Alt- text: A closeup of a Southern yellowjacket queen.
Southern yellowjacket queens can be mistaken for Asian giant hornets because of their size and coloring. They are much larger than worker yellowjackets and are seen mostly in the spring as they search for nesting sites. (Photo by MSU Extension Service/Blake Layton)

Story by Susan M. Collins-Smith, MSU Extension Service

News reports of a new, invasive hornet spotted in the Northwest has heightened people’s awareness of flying insects recently.

The Asian giant hornet, also called a murder hornet, has been confirmed in the state of Washington.

Mississippians likely will not see the aggressive species for some time, if at all, said Mississippi State University Extension Service entomologist Blake Layton. However, some people believe they have already seen the Asian hornet here.

“I had a call on Monday morning from a lady in Alabama who was pretty sure they’d killed an Asian hornet at her house over the weekend,” Layton said. “They killed it after it lit on her daughter’s shoulder, and they sent me a photo.

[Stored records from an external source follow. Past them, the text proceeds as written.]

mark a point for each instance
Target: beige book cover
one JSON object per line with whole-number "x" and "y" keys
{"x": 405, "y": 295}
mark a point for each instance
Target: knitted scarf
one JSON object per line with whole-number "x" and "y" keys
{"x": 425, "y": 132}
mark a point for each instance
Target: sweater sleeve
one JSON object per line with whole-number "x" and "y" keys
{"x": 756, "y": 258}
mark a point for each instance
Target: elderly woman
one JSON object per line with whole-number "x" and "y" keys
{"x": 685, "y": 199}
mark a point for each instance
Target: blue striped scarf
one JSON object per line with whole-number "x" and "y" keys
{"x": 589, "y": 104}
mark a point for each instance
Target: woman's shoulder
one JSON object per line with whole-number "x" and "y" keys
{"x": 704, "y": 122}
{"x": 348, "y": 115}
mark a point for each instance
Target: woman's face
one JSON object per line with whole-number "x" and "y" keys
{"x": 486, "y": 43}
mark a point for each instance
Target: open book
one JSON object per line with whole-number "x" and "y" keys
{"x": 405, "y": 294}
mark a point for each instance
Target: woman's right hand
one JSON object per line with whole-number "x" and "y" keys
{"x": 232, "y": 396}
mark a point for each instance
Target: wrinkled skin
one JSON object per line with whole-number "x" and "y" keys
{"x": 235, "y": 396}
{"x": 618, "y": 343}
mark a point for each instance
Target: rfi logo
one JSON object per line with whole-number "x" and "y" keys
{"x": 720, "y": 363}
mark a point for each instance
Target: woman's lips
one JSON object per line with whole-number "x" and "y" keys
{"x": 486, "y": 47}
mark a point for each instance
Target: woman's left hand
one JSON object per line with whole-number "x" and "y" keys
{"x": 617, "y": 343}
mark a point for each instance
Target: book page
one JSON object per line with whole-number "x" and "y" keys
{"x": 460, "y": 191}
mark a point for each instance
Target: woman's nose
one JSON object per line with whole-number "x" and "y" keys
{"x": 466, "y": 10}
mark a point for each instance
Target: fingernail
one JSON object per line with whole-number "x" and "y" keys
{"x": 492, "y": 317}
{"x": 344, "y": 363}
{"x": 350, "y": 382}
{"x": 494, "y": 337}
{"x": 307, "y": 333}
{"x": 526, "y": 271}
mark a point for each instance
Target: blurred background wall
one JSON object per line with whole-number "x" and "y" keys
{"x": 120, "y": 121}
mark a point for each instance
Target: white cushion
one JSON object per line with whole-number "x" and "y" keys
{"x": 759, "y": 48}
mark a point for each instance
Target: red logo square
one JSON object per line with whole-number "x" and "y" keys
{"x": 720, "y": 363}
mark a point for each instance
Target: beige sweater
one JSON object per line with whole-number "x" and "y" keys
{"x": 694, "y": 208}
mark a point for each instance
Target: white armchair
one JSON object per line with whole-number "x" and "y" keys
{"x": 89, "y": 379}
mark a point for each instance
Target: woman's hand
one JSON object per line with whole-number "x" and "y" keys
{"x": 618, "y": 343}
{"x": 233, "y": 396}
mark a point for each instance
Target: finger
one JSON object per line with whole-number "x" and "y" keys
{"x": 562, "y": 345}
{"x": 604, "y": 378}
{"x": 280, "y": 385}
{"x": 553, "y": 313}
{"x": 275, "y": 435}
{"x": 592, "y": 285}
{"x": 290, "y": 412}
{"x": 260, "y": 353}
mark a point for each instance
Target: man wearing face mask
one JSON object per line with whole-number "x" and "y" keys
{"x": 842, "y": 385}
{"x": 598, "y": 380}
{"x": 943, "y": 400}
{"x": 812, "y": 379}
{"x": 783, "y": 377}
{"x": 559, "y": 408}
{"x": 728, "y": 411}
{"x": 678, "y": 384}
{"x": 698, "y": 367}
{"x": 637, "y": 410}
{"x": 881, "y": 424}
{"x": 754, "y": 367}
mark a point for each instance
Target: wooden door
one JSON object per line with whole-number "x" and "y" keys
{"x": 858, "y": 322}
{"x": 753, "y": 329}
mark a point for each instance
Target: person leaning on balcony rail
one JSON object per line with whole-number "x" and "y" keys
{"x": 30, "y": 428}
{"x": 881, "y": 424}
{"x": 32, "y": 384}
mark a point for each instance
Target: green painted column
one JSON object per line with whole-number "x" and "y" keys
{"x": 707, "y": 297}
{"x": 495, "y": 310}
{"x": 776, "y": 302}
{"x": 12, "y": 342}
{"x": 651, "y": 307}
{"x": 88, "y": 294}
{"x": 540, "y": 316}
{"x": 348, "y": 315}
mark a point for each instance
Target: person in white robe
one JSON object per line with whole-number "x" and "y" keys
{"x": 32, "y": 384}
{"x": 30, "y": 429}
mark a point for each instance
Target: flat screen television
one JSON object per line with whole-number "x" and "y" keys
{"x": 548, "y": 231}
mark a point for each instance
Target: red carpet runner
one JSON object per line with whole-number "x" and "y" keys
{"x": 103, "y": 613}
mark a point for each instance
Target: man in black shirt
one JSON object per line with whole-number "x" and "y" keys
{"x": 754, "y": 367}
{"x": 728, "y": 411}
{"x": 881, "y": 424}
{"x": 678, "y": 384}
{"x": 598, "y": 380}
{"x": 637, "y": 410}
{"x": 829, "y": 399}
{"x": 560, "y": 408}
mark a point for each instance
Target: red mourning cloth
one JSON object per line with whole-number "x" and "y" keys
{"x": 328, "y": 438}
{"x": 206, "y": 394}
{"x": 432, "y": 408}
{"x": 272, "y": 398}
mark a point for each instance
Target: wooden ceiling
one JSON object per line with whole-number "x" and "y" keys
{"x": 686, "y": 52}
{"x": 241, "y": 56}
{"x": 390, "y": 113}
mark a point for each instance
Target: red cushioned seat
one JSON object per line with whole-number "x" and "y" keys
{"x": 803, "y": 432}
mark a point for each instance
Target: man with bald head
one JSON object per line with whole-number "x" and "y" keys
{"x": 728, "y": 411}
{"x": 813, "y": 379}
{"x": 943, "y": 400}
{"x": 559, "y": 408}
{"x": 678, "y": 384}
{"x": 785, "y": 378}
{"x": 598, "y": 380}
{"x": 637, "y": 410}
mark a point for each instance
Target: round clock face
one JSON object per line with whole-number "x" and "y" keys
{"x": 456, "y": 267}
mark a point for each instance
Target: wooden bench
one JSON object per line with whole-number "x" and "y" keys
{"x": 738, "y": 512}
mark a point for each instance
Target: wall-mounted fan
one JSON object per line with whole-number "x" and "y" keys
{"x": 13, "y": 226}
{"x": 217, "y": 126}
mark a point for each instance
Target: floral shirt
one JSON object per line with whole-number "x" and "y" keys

It turned out to be a periodic cicada.”

Periodic cicadas are one of four insects found in Mississippi that can be confused with the Asian giant hornet, Layton said. European hornets, cicada killers and Southern yellowjacket queens also are similar in appearance to this pest.

Asian giant hornets can be more than 2 inches long. They have large, orange heads with big mandibles used to kill their prey, which include honeybees. Their bodies are black with orange stripes, and they have large, clear wings. Their long stingers can inject potent venom that sometimes causes severe allergic reactions and possibly death in humans and large animals.

A few Asian hornets can wipe out a colony of bees in a matter of hours.

While periodic cicadas do not have the same body shape as Asian giant hornets, people can confuse them with the invasive pest. Both are large with orange and black bodies and large, clear wings, and they both make a buzzing sound in flight. There are several different broods, or species groups, of periodic cidadas that occur intermittently in the East and Midwest. Three broods appear occasionally in Mississippi.

“This is not an emergence year for any of the three broods that we have in Mississippi,” Layton said. “But occasionally, there is one that shows up for the party on the wrong year.”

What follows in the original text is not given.